Roughly 30 minutes into Marc Meyers’ We Summon the Darkness, the tables turn. The twist isn’t telegraphed. Paranoid viewers might catch the scent of something “off,” the way people with hyperosmia know the milk’s gone bad before opening up the carton, but noticing the clues that Meyers, screenwriter Alan Trezza and the film’s main cast—Alexandra Daddario, Maddie Hasson and Amy Forsyth—leave on the screen takes a little deductive reasoning and a lot of psychological study. No one gives anything away. Instead, Meyers carefully pulls the truth from the set-up, and in the process hints at not a small amount of relish on his part. He’s having fun.

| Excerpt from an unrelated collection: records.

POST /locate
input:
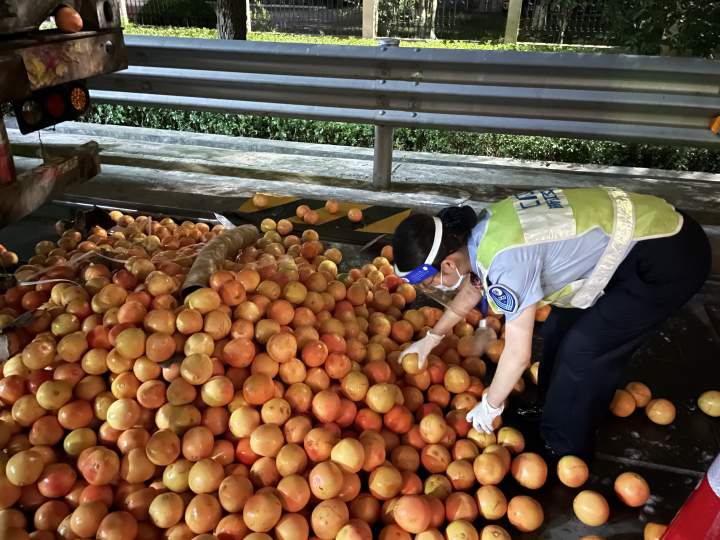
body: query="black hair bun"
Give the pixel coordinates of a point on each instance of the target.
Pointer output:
(458, 218)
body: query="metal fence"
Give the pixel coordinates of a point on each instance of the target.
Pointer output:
(564, 21)
(334, 17)
(456, 19)
(453, 19)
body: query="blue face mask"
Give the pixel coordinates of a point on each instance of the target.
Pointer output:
(450, 288)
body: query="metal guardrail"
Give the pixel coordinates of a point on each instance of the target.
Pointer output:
(655, 100)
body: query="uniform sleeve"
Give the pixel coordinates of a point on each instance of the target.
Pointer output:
(515, 278)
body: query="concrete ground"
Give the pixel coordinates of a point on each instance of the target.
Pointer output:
(196, 175)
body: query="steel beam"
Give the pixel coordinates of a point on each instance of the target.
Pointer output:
(649, 134)
(511, 68)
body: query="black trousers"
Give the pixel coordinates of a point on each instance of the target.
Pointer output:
(584, 351)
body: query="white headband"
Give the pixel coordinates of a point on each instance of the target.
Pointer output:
(433, 250)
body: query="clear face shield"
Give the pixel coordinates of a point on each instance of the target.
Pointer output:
(423, 274)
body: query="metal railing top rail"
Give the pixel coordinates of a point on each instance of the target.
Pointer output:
(649, 134)
(511, 68)
(588, 105)
(653, 100)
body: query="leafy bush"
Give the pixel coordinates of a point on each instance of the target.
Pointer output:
(689, 27)
(200, 13)
(419, 140)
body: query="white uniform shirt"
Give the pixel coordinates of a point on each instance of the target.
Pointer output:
(533, 272)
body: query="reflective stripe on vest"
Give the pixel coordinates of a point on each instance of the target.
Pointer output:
(550, 215)
(614, 254)
(713, 476)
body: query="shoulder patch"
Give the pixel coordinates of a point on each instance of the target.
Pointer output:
(503, 298)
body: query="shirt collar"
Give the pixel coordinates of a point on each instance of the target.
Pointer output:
(476, 236)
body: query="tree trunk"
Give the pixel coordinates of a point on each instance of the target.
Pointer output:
(233, 18)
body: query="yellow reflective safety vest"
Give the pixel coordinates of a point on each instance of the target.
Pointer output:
(561, 214)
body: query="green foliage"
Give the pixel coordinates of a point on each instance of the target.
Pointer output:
(419, 140)
(683, 27)
(207, 33)
(199, 13)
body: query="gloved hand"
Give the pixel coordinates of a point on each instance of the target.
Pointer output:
(422, 348)
(482, 415)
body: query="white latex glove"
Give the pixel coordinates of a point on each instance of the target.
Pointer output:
(482, 415)
(422, 348)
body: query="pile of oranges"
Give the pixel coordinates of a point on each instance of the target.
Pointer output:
(270, 404)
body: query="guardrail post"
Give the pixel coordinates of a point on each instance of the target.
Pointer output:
(382, 166)
(370, 18)
(7, 165)
(512, 25)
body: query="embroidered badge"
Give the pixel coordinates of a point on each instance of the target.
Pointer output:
(503, 298)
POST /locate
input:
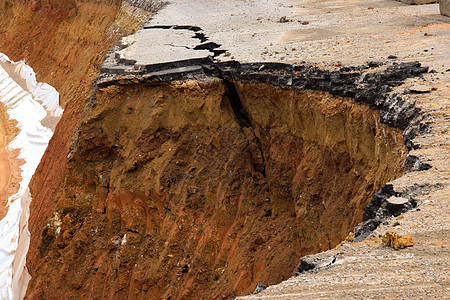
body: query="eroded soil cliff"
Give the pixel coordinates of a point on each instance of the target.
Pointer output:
(175, 190)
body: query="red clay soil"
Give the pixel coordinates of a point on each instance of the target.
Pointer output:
(9, 164)
(167, 196)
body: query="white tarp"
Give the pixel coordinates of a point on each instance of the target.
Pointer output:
(28, 107)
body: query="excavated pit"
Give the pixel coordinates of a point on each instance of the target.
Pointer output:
(204, 186)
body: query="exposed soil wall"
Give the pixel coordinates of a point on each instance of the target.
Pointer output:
(175, 190)
(65, 42)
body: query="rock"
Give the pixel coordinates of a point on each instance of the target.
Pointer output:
(259, 288)
(284, 20)
(419, 89)
(415, 2)
(397, 200)
(304, 266)
(444, 6)
(385, 204)
(397, 241)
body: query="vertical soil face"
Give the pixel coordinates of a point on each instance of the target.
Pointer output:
(65, 42)
(201, 190)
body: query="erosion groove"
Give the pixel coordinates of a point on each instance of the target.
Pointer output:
(204, 188)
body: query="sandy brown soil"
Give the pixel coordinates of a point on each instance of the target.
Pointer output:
(65, 49)
(9, 164)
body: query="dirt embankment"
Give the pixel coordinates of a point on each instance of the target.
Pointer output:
(65, 42)
(9, 164)
(175, 190)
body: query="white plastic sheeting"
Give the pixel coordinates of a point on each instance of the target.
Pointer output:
(28, 107)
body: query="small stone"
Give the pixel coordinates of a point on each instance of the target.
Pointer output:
(397, 241)
(259, 288)
(283, 20)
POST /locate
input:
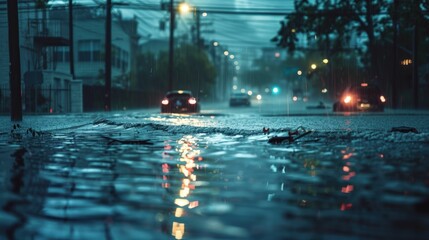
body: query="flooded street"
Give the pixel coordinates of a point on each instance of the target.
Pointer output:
(214, 177)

A good twist should be fun, and We Summon the Darkness does indeed have a good twist, but Meyers, Trezza and especially Daddario appear to realize that the pleasure of a twist isn’t the reveal, it’s figuring out how to hide the twist in plain sight. This is, at first, a horror story about teenagers uniting under the banner of heavy metal in 1980s America, a time when God-fearing Christian bedwetters saw proof of devil worship everywhere they gawked and blamed the rise of Satanism on objectively awesome things like Dungeons & Dragons and Dio. Half an hour in, We Summon the Darkness still is that story, but told from the perspective of religious vultures who happily exploit the fears of the flock to profit the church.
Best pals Alexis (Daddario), Val (Hasson) and Bev (Forsyth) are on the road, motoring along to see a Soldiers of Satan show in the middle of Nowhere, U.S.A., armed with little but packaged snacks and makeup (because, as they conclude in the film’s opening scene, makeup is basically just war paint for sex). Their windshield gets pasted by a milkshake thrown out of a passing van driven by three other best pals, Mark (Keean Johnson), Ivan (Austin Swift) and Kovacs (Logan Miller), en route to the same show. When they run into each other in the parking lot before the concert starts, the rightly pissed off girls end up making amends with the boys, and when the music stops they head to Alexis’s dad’s place for an afterparty. Then the knives come out.